If you're actually interested in Kafka, just read the documentation, it's quite good.

Interesting. Those are features my previous employer had and used extensively, in particular stateless clients. I guess we added those layers ourselves.
Sounds like a mailing list.
Yes, but for applications ; instead of doing a remote call to your other system to create an order or send an email, you just stick the data in a queue, and the other system does it when it feels like it
We do exactly that for our emails. We're not ultra high volume, but we send millions a day.
Kafka is a distributed logging system. Write lots of data very fast by using sequential I/O. Consuming apps can then read this just as fast and maintain their own state (of where they last read up to) which allows for multiple fast and simple consumers and an easy way to have a lasting "log" of all the data.
It's a message queue. You use it for everything you want to do outside of the general request cycle. IE: Making API calls, priming cache, sending emails, etc..

Biggest competitors of Kafka are RabbitMQ and amazon SQS.

It's not a message queue, it's a logging system. Queues are meant for ephemeral messages that expire once consumed. Kafka is immutable log storage that can be read as many times as necessary by consumers.

Biggest competitors would be AWS Kinesis, Azure EventHubs and Google PubSub.

The biggest difference, IMO, is that Kafka is typically used when a message will be consumed by multiple consumers, whereas RabbitMQ or SQS generally send a message to a single consumer.

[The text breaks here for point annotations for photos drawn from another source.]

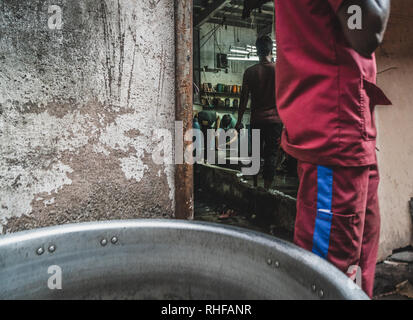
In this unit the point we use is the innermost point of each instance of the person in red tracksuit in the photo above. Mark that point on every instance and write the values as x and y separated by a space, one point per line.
326 93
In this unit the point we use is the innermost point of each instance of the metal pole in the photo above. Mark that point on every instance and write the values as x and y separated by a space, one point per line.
184 185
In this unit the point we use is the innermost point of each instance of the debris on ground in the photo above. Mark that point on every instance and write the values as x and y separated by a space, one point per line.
394 276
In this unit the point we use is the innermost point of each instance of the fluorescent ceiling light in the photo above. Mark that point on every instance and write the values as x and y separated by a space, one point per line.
254 58
239 51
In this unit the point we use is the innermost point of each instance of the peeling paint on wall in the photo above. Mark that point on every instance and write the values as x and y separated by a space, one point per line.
78 107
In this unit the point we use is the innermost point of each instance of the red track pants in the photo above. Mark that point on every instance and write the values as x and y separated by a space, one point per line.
338 217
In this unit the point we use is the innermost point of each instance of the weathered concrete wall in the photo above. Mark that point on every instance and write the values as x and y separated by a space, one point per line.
395 129
77 109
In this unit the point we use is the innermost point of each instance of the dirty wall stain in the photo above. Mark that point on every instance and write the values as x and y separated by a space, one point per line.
78 107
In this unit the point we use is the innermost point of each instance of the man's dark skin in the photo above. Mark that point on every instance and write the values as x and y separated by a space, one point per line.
245 96
375 15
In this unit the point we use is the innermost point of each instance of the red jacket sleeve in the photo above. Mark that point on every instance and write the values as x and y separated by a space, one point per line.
335 4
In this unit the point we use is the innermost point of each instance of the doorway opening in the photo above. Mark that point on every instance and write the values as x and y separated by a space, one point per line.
224 47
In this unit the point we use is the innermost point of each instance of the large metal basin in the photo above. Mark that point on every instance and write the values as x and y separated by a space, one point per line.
163 259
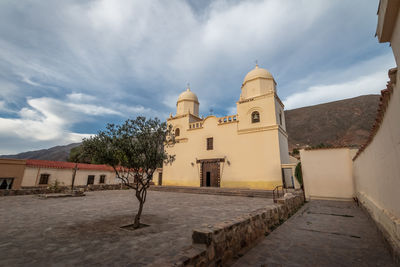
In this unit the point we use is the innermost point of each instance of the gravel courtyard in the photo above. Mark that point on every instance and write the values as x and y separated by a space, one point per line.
86 230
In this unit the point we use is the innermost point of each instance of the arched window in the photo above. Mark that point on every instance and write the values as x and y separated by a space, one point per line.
255 117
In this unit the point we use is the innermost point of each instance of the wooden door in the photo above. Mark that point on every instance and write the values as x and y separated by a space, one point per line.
210 174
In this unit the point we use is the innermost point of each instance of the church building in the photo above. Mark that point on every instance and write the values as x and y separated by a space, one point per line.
244 150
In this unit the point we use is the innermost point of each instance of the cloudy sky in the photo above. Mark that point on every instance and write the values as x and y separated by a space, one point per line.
69 67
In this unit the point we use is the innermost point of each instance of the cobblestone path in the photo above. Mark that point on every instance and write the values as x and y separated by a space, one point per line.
86 230
322 233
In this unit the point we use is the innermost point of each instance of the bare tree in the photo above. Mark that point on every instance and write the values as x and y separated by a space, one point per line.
134 150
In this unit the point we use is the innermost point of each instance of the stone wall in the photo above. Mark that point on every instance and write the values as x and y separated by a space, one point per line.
218 244
60 189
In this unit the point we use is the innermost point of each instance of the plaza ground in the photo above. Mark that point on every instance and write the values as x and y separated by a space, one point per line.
322 233
86 230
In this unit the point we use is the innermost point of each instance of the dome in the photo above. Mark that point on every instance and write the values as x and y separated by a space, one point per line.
188 95
257 73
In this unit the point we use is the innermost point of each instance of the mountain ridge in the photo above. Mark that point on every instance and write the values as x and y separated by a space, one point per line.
338 123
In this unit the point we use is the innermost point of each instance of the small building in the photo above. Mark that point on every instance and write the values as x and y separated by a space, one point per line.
244 150
41 173
11 173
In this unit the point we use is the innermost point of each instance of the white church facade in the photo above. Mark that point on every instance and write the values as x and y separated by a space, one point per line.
245 150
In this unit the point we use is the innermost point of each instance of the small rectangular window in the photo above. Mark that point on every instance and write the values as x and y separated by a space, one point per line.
90 179
44 178
210 145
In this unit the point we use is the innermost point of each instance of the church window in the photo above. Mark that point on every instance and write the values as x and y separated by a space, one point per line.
44 178
90 179
255 117
210 143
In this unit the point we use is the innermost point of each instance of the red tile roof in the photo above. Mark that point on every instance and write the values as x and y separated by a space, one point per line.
66 165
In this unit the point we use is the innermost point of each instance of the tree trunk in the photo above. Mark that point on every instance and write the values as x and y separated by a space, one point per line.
136 223
73 176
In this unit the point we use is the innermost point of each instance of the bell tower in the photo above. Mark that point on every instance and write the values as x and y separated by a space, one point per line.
187 103
259 106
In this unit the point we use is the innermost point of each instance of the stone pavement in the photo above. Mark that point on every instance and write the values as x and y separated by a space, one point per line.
322 233
86 230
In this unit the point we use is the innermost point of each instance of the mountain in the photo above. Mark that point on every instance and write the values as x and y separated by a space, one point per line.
343 122
57 153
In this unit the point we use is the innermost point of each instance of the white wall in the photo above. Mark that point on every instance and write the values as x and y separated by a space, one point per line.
327 173
64 176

We use it to ingest ~40mb/s and fan it out to a number of consuming applications.

I'll also add that if you put some thought behind your topic replication and partitioning you can build some incredibly resilient applications. Also that "immutable" isn't necessarily true, it's common for Kafka topics to roll off messages based on time or size. (That's just to clarify for those not familiar with Kafka. I realize that you mean messages are not deleted or modified once written to a topic, other than by topic retention settings)

It's very easy to setup multiple consumers with RabbitMQ topics though and SQS is a very basic queueing system that just doesn't support much.

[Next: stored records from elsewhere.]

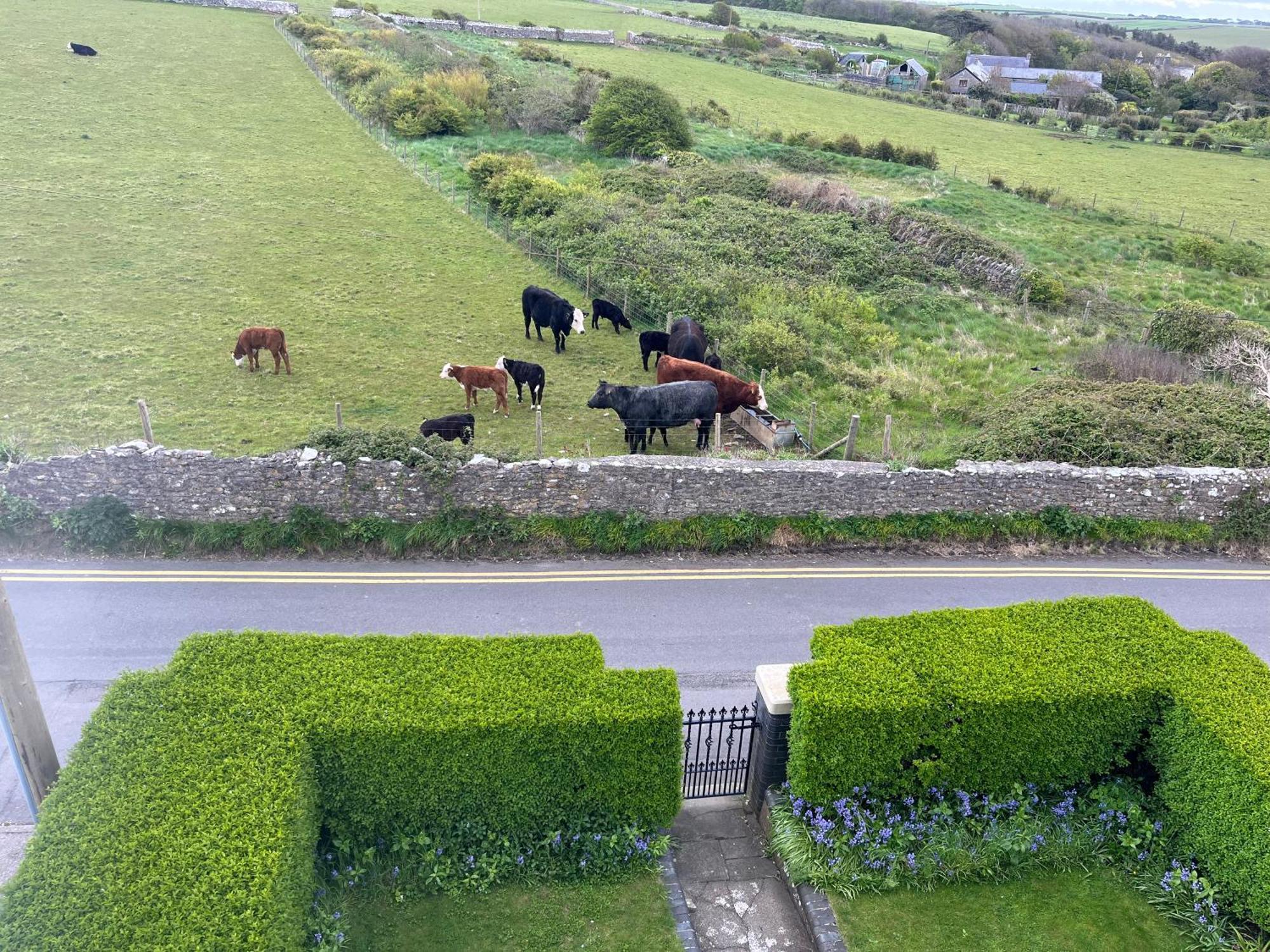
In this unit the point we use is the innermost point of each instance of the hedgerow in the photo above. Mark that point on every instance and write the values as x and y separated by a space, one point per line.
189 816
1053 695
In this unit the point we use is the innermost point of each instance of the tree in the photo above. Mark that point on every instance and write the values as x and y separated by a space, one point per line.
634 116
722 15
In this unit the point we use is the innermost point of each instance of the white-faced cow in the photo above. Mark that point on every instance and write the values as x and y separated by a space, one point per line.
547 309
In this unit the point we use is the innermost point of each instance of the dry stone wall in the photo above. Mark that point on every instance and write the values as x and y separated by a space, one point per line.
197 486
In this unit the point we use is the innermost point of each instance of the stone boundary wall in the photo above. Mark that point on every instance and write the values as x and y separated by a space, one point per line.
196 486
279 8
504 31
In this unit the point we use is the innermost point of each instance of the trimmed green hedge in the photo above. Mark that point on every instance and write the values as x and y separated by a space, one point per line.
189 814
1048 694
977 700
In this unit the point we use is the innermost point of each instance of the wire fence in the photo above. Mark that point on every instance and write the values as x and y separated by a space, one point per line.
787 402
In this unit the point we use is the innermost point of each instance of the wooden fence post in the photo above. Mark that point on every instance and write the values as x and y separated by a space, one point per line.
850 453
145 422
23 719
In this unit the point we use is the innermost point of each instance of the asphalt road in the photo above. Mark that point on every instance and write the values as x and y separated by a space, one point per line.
713 621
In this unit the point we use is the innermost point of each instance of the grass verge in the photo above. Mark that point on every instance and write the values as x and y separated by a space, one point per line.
1073 912
629 916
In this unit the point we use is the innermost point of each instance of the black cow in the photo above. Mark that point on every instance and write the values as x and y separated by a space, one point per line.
610 313
547 309
651 341
525 375
688 341
460 427
662 407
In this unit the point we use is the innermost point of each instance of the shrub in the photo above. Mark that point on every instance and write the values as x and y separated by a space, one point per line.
1045 289
976 700
1125 425
1125 364
1191 327
633 116
189 814
104 524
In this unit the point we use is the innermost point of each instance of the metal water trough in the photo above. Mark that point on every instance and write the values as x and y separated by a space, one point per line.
768 430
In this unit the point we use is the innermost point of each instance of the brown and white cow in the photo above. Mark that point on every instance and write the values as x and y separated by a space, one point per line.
733 392
473 379
252 341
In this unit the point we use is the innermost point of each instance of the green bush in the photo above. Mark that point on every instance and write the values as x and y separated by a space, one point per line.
102 524
1093 423
1191 327
189 814
976 700
634 116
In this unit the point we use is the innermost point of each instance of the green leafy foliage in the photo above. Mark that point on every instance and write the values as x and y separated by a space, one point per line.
967 700
637 117
1093 423
189 814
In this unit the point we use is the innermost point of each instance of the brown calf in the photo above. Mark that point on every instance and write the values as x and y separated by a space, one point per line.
733 392
253 340
473 379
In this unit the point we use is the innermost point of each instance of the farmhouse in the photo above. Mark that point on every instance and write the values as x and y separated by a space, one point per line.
909 76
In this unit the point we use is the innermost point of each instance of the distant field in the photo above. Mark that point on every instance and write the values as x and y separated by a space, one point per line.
196 180
1212 188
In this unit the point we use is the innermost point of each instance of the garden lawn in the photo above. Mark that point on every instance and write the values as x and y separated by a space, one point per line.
606 917
1213 188
195 180
1073 912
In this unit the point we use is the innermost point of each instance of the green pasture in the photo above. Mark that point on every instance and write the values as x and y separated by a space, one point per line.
1141 180
195 180
1075 912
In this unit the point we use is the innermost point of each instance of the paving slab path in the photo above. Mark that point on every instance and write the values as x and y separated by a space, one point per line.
736 897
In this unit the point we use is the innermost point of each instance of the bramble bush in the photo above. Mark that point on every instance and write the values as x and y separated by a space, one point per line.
189 816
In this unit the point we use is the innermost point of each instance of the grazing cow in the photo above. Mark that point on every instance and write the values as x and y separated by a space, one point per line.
651 341
252 341
473 379
662 407
547 309
525 375
610 313
460 427
733 392
688 341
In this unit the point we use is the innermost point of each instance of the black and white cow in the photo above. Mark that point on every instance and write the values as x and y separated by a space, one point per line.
460 427
651 342
547 309
610 313
662 407
525 375
688 341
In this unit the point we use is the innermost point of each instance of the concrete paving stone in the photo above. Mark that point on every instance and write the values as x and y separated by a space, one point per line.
700 861
740 847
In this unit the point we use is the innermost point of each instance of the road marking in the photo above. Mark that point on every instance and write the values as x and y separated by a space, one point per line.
228 577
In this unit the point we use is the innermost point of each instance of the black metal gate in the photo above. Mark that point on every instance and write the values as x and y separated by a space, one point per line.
717 748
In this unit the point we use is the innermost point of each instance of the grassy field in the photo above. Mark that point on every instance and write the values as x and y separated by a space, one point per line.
195 180
606 917
1060 913
1215 190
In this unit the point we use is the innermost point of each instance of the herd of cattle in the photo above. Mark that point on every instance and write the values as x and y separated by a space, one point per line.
692 385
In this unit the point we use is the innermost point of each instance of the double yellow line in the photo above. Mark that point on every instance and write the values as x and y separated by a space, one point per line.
540 577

To me, Kafka is just meant for much larger magnitudes of scale and persistence (of the entire log of messages for however long you need) as a core feature.

Google's PubSub is still the best blend of traditional queue semantics with Kafka scale and persistence though.

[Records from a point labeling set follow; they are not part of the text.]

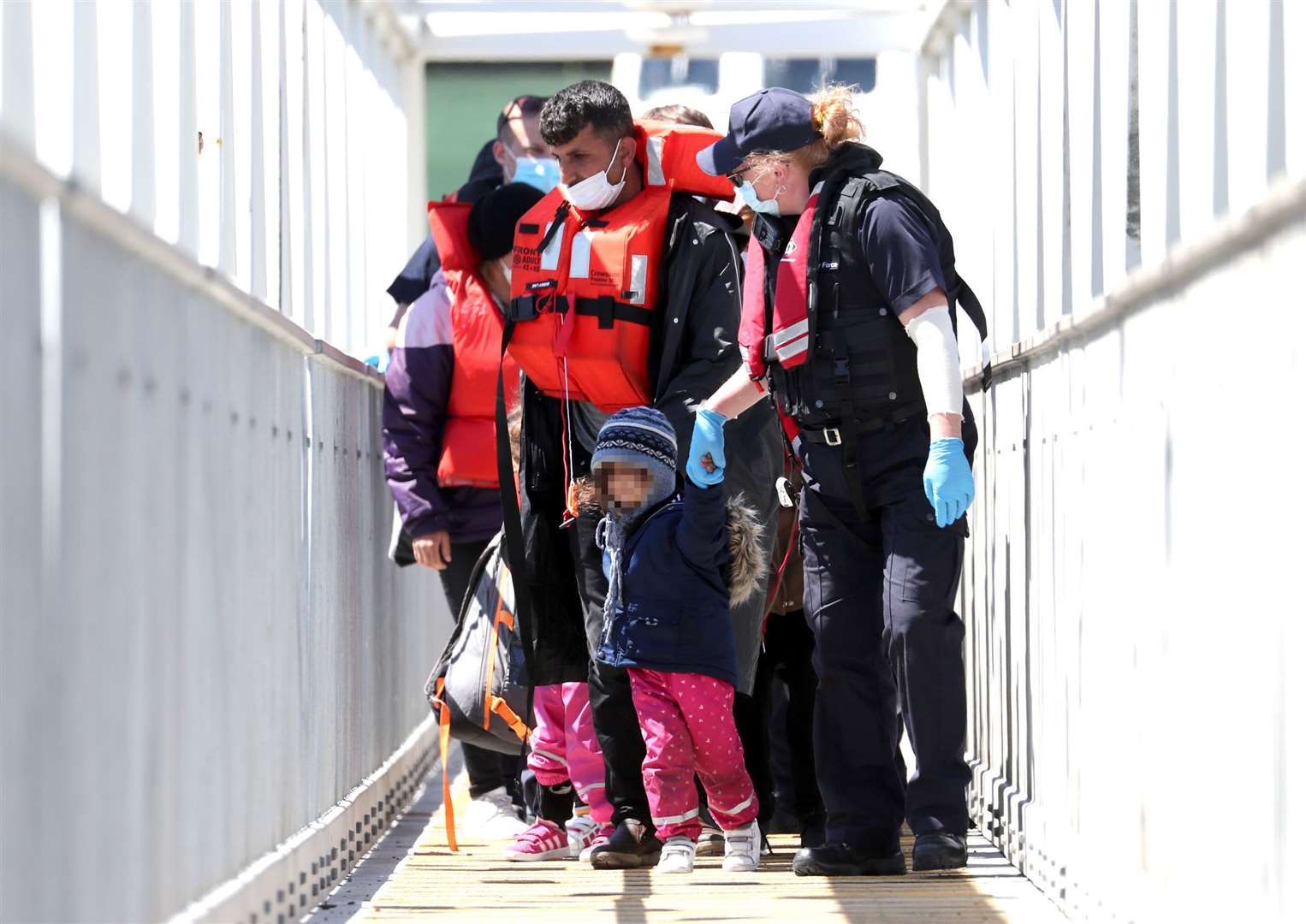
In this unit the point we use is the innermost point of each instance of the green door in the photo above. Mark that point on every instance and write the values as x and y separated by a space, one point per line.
464 99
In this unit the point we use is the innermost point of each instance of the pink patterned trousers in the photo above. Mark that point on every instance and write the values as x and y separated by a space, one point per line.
563 745
688 727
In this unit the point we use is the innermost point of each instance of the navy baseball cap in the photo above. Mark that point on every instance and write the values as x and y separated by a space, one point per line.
769 121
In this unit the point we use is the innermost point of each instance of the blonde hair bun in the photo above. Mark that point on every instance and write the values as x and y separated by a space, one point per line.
834 116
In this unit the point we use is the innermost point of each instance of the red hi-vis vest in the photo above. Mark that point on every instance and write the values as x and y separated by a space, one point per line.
790 305
584 293
468 452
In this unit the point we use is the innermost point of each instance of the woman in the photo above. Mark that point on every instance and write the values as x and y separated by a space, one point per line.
437 427
849 327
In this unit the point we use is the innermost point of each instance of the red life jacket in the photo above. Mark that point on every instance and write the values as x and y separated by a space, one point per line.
787 340
468 452
584 293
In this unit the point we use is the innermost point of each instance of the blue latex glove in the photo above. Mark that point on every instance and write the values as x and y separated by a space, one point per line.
708 439
948 483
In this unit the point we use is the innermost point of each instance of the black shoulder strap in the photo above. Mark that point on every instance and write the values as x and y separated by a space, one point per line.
513 542
861 189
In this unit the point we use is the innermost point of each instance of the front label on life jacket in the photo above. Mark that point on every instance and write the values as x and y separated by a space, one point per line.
549 258
593 283
638 277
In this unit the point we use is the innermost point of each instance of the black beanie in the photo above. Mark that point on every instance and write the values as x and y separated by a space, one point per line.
494 218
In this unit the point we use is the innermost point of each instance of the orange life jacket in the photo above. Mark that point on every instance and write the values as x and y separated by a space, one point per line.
468 451
584 293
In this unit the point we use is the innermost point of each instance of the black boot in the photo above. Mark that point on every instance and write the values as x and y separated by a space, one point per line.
939 851
844 861
632 844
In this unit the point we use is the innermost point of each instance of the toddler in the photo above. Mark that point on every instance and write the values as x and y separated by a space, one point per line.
673 568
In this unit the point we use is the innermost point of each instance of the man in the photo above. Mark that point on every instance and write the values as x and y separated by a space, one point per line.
692 350
515 153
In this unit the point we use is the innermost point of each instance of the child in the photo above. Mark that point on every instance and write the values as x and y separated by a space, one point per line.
564 755
673 568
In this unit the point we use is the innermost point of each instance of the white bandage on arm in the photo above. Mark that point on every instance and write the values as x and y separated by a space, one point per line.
938 363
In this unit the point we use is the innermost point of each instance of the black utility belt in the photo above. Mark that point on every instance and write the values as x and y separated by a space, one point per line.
834 432
606 308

It's incorrect to say that RMQ sends message to consumers. What it does is it routes messages to queues/exchanges. It's then entirely up to you to decide how many consumers will effectively consume them, I.e. You can have as many consumers as you wish.
messages are not deleted or modified once written to a topic, other than by topic retention settings

Except if you have log compaction turned on, I guess.

A key "selling point" of Kafka for me is that each consumer can decide from when they wish to receive messages. That is, you can replay the messages.

It's a distributed message queue.
It can be used as a queue but the bigger benefit is for streaming use cases. One of the key differences, among others, is that streaming assumes somewhat faster consumers as opposed to queueing. There's also the pub-sub use-case which is generally considered separate from that of a queue (considered a point to point transport).
That is more descriptive, but it still sounds like queue functionality. Streaming processing is just a queue that gets emptied quickly and pub-sub is just a set of queues.
Kafka doesn't generally get emptied quickly, but rather retains messages for a configured time/size. Because of this, consumers can choose to replay previously consumed messages, if they wish to do so.
You're right. I was mostly commenting on the common idiomatic ways ppl differentiate streams vs queues. Indeed, it can be used in both scenarios.